As soon as the climb begins, Hakone starts to assert their dominance.  This is a marathon in every sense – a long, gradual climb to Kusatsu Onsen at about 1100 meters.  But that’s just the appetizer – the main course is the finish on Kusatsu-Shirane, at Shibu-Toge Pass, at 2172 meters the highest point on Japan’s national highway system.  And so begins the usual drama in these situations – one team consistently probing and attacking the other, not so much with the intent of knocking them out but weakening them slowly over time, like a boxer relentlessly delivering body punches.  Shinkai Yuuto is the most expendable of HakoGaku’s remaining members, and it’s he who takes point on the early barrage.

Hakone is like a poker playing holding four aces here.  Any one of Manami, Kuroda, or Ashikiba could be the one the others are setting up to take the final run to the summit.  Realistically only Onoda can keep up with them on the hors catégorie final ascent.  Only Onoda among Sohoku’s riders, that is.  Lingering a ways back, almost forgotten, is Kyoto Fushimi.  They only have one rider who can take on that final race to the gate too, but their entire system is built around that fact.  And Chimera-kun always has a plan.
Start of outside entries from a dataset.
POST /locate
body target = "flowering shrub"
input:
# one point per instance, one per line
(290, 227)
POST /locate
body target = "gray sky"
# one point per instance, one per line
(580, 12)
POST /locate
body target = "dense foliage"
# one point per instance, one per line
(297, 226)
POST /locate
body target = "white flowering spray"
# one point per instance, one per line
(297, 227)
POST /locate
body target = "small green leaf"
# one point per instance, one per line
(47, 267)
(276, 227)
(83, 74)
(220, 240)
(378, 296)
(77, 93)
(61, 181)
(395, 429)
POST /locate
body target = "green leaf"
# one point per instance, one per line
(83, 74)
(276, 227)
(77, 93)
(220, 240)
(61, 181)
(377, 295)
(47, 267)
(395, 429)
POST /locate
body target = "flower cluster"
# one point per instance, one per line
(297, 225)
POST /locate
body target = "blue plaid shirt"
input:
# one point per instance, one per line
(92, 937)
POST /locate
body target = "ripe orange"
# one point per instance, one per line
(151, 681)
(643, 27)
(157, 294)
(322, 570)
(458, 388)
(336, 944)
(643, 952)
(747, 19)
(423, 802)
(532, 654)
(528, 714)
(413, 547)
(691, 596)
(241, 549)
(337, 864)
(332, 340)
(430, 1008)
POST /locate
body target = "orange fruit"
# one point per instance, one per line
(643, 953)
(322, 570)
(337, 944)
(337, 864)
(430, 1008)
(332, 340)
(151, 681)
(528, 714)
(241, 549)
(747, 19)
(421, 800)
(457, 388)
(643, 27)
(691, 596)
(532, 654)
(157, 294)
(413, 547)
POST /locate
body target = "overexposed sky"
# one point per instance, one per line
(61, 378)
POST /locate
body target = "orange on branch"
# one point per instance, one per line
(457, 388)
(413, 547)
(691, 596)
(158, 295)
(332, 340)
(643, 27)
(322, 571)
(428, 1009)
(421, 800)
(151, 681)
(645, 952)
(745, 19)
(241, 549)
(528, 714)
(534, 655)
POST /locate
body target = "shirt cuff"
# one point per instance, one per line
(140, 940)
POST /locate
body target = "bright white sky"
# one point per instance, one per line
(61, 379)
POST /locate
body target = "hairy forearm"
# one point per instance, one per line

In truth, Midousuji’s strategy – ruthless on his teammates as it is – is extremely smart.  He’s right in fearing a dominant Hakone more than anything else – they’re the one opponent that if left to their own devices can overwhelm him.  It’s in his best interests to help Sohoku hang with them as long as possible, to prevent HakoGaku having a literal free ride.  He’s letting Sohoku do the hard work in the hopes of sweeping in at the end to take advantage.  Chimera-kun knows he doesn’t have the firepower to fight Hakone on even terms so he’s letting Sohoku do it for him.  His “captain” Mizuta-kun is therefore himself expendable – it’s only the muscles freak Komari that Midousuji intends to take with him when he finally attacks the front.  And the both of them should certainly be pretty well-rested.